Mais depuis quelques jours, Québecor s’est positionné pour un éventuel rachat des quotidiens de GSM. Son président et chef de direction, Pierre Karl Péladeau, a même indiqué que son entreprise était la seule à pouvoir assurer la pérennité des six journaux du réseau, incluant Le Droit.
« Ça serait l’option la moins intéressante », estime M. Bernier. « Chez Québecor, il y a de l’excellent journalisme, mais cela créerait une concentration des médias, avec moins d’angles de couverture différents. De plus, M. Péladeau est réputé très dur avec les syndicats. »
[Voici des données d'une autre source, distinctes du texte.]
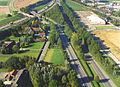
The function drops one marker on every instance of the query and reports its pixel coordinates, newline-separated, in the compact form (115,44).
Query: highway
(27,16)
(74,61)
(44,51)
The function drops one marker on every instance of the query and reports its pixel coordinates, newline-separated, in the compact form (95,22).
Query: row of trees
(83,41)
(15,62)
(48,75)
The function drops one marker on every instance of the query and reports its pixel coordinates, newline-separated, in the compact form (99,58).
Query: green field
(40,7)
(33,51)
(7,20)
(55,56)
(76,6)
(4,2)
(105,27)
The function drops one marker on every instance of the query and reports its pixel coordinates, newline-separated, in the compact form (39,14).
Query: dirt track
(23,3)
(111,39)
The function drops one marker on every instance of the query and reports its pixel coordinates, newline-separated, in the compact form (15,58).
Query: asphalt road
(27,17)
(44,51)
(75,64)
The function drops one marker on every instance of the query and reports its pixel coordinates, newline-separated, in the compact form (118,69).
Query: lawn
(104,27)
(40,7)
(7,20)
(76,6)
(55,56)
(4,2)
(33,51)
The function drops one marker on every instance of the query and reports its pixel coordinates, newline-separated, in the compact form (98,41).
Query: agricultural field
(111,39)
(55,56)
(23,3)
(76,6)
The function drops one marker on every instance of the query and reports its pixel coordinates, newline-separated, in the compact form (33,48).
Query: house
(11,75)
(9,45)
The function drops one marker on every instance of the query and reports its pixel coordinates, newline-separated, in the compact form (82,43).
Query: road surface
(27,17)
(74,61)
(44,51)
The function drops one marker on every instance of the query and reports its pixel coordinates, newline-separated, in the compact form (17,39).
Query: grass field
(55,56)
(104,27)
(40,7)
(33,51)
(4,2)
(7,20)
(76,6)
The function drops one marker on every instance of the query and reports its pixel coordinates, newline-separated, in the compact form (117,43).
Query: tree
(53,83)
(15,49)
(64,79)
(13,63)
(1,84)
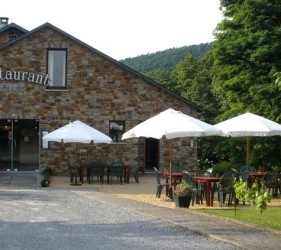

À l’heure de mettre ces informations sous presse, le président et éditeur du Droit, Pierre-Paul Noreau, n’était pas disponible pour répondre à nos questions.
L’idée d’une coopérative
Autre solution évoquée par les experts : l’idée que la communauté se réapproprie elle-même le journal pour assurer sa sauvegarde.
M. Bernier ne néglige pas cette option. « La communauté doit se prendre en main, acheter cette publication (…) Elle peut aussi se réapproprier ses médias, avec la possibilité de créer une coopérative, mais c’est un défi. »
« Cela deviendrait un modèle de fonctionnement comme la Fromagerie St-Albert », estime Serge Miville. « L’Évangéline, un quotidien acadien (disparu en 1982), avait survécu longtemps grâce à des campagnes de financement de la communauté. »
Et de conclure : « Le Droit n’est pas seulement un quotidien régional du Québec, c’est aussi ça, mais pas que ça. »
Le journal a appartenu à la communauté des pères Oblats de Marie Immaculée pendant six décennies, avant d’être vendu à des intérêts privés, notamment Hollinger, et plus tard Gesca. En 2015, GCM avait repris le journal.